The hit, and the rule behind it. The creature walks up, waits until the ball is at foot height, and swings. The gesture is decoupled from the effect: it gestures at whatever is nearest, and only at contact does the world check what was actually hit. A ball is knocked away and rewarded. A bell rings and is rewarded. A fruit plant gives nothing. Another creature gets hurt and gives nothing — a creature is not a toy, and rewarding that would breed bullies. Striking the wrong thing simply does nothing and earns a small "well, that was pointless" signal, so the creature quietly learns not to bother, with no rule scripted against it.

When it does connect with the ball, the reward runs through the single most important rule in the behaviour:

reward delivered = how good the hit was × how bored the creature is

A bored creature striking a ball gets the full hit of satisfaction. A content one gets almost nothing. A hungry one gets nothing at all. The behaviour only burns into memory when the creature actually needed the distraction — which is why creatures never become ball-obsessed. With a ball and food both in reach, a hungry creature eats 98.9% of the time and strikes 0%; only a bored, not-hungry creature ever strikes. The same ball means different things depending on what the creature needs.

It sticks. The reward, landing at the moment of contact, finds the eligibility trace still holding "saw the toy" and "chose strike," and strengthens exactly those connections — Hebbian learning, crediting the right moment. That bumps the fast memory, carrying the fresh habit through the day. Then the creature sleeps, replays the successful strike preferentially, and copies it into slow memory. A lucky one-off becomes a stable habit.
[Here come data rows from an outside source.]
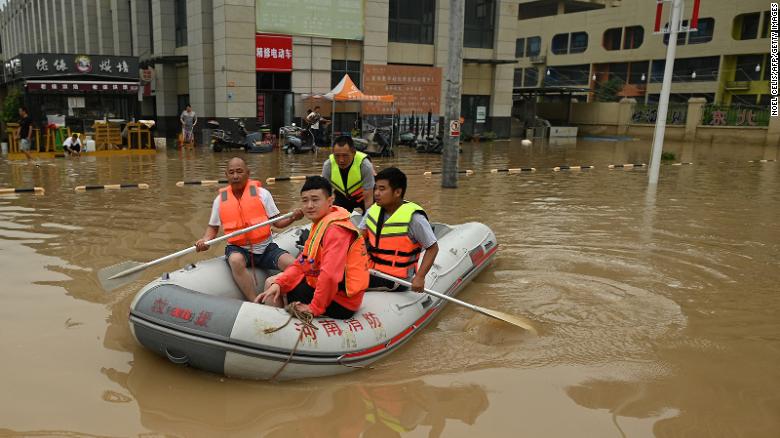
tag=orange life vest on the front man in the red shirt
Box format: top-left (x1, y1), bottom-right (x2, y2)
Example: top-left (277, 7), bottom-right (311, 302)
top-left (297, 206), bottom-right (368, 297)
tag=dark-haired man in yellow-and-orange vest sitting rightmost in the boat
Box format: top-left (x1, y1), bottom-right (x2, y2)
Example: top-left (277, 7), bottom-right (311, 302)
top-left (358, 167), bottom-right (439, 292)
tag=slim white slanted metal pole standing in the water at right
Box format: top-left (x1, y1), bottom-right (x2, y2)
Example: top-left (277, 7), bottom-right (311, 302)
top-left (649, 0), bottom-right (682, 184)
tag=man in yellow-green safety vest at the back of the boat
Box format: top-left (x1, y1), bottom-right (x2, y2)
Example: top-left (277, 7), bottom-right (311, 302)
top-left (322, 135), bottom-right (374, 213)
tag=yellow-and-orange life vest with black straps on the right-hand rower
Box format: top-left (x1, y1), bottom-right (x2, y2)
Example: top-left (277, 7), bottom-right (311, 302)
top-left (366, 201), bottom-right (428, 279)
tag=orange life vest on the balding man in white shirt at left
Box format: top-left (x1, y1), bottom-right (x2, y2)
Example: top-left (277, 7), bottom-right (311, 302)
top-left (219, 179), bottom-right (271, 245)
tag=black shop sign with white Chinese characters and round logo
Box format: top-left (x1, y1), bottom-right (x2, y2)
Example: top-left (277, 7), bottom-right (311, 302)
top-left (20, 53), bottom-right (139, 79)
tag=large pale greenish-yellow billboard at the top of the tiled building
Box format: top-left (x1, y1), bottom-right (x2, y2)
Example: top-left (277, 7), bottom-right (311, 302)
top-left (255, 0), bottom-right (363, 40)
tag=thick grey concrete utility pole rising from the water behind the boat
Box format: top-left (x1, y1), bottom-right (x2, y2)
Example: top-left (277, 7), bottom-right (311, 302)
top-left (441, 0), bottom-right (466, 188)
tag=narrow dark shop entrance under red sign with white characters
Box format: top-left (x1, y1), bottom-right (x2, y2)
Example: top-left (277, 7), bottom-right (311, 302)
top-left (255, 34), bottom-right (293, 132)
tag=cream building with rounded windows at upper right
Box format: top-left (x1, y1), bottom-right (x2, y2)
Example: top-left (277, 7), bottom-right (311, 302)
top-left (513, 0), bottom-right (769, 106)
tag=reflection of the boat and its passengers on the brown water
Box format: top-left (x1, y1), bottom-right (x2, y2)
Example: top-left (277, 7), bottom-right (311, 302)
top-left (101, 342), bottom-right (489, 437)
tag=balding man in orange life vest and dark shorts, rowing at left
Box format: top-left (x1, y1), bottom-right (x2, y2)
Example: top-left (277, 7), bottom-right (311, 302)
top-left (195, 157), bottom-right (303, 301)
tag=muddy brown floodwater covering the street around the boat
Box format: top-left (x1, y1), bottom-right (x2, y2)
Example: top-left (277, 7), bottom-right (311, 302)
top-left (0, 140), bottom-right (780, 437)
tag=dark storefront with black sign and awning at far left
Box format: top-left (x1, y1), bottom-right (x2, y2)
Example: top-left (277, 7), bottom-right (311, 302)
top-left (3, 53), bottom-right (140, 132)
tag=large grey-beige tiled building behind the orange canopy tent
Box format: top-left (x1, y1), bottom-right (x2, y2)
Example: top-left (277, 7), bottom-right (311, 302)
top-left (0, 0), bottom-right (518, 136)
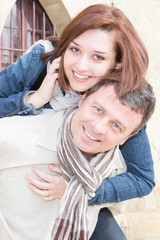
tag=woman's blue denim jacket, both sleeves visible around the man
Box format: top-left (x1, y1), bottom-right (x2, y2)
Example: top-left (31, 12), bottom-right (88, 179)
top-left (0, 42), bottom-right (155, 204)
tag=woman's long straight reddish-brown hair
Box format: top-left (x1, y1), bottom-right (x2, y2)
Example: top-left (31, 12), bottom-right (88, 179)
top-left (42, 4), bottom-right (148, 94)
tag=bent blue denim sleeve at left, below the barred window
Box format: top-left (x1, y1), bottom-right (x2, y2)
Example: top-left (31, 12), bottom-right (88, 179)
top-left (0, 44), bottom-right (45, 118)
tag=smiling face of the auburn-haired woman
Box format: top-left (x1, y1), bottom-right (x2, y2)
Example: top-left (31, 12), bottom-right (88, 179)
top-left (64, 29), bottom-right (116, 92)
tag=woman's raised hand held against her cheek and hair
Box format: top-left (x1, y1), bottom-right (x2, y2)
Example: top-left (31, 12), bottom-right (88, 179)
top-left (27, 57), bottom-right (61, 109)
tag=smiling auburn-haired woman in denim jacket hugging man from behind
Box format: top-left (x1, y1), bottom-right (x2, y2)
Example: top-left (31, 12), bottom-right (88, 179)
top-left (0, 4), bottom-right (154, 239)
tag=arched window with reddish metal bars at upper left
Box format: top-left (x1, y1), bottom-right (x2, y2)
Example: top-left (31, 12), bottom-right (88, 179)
top-left (0, 0), bottom-right (55, 70)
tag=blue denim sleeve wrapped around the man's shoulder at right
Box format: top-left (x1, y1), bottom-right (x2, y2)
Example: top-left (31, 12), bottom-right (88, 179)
top-left (89, 126), bottom-right (155, 204)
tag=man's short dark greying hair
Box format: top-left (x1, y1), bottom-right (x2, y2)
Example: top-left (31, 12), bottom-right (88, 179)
top-left (86, 79), bottom-right (156, 134)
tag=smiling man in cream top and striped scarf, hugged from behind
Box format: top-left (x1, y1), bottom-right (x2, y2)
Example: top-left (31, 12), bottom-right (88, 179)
top-left (0, 80), bottom-right (155, 240)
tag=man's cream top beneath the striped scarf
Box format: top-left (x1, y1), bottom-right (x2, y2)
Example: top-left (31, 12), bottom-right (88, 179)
top-left (0, 109), bottom-right (126, 240)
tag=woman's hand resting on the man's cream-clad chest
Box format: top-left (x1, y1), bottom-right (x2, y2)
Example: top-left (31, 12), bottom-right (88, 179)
top-left (25, 165), bottom-right (66, 202)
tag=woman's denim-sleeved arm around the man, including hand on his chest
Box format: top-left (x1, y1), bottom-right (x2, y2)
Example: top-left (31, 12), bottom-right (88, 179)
top-left (26, 127), bottom-right (155, 204)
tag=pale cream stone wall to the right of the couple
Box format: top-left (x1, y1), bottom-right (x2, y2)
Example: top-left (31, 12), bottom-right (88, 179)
top-left (116, 0), bottom-right (160, 240)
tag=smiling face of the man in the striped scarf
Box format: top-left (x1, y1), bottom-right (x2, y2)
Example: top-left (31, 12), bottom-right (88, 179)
top-left (71, 85), bottom-right (143, 155)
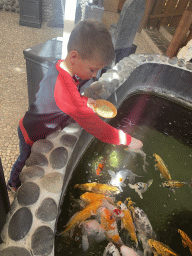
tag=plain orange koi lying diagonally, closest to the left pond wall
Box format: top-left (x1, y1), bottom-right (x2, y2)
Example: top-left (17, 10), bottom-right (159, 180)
top-left (62, 200), bottom-right (103, 236)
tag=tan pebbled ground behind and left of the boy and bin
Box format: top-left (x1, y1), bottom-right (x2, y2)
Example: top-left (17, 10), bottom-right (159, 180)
top-left (0, 10), bottom-right (154, 200)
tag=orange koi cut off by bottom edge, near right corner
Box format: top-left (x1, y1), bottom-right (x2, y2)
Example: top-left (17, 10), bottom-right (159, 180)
top-left (148, 239), bottom-right (179, 256)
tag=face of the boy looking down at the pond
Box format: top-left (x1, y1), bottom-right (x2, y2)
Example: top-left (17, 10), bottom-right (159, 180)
top-left (73, 51), bottom-right (105, 80)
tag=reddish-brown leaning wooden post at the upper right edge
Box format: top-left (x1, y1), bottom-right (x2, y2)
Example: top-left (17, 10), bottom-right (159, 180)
top-left (166, 10), bottom-right (192, 58)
It fades. Because play is a learned connection and not a permanent instinct, it can also be lost — three ways at once. The reward dries up as boredom is relieved, so striking stops paying. The connection decays when nothing reinforces it. And curiosity wears off once the ball is familiar, so the creature stops being drawn back. Measured over a life, the learnable strike connection rises from zero to a peak and then falls by about 94% once boredom is satisfied. In an isolated test the creature plays, gets its fill, and walks away. In a real colony boredom keeps returning, so the true shape is a cycle — play, satisfy, wander off, get bored, return — which is about the most lifelike thing the system does.

How I know it's really learned

The obvious worry is that I have dressed up a hidden instinct in the language of learning. The test is simple: remove every possible seed and check whether creatures still discover ball-play. They do — around 88–91% of first-generation creatures find it on their own, and every colony discovers it at the population level. If a hidden instinct were doing the work, removing it would stop the behaviour. It doesn't. The discovery survives, which means the discovery is real.

The limits are specific. This is emergence within a single creature's lifetime — a creature learns to play from scratch. And toy-play is specifically the behaviour that is genuinely seedless. Other behaviours work differently — food-sharing, for instance, runs on an inherited instinct rather than being learned from nothing. So "the creature learns to play" is a true and specific claim, not a blanket one about everything the creatures do.

But within those limits it holds. A creature born knowing nothing about balls works out, by being curious and bored and young enough to take a chance, that hitting one feels good — and then, once it is no longer bored, that it doesn't anymore. Nobody told it any of that. It is the same trick a baby with a rattle is running, built from the same handful of ideas that brains, a game from 1996, and modern machine learning all keep arriving at.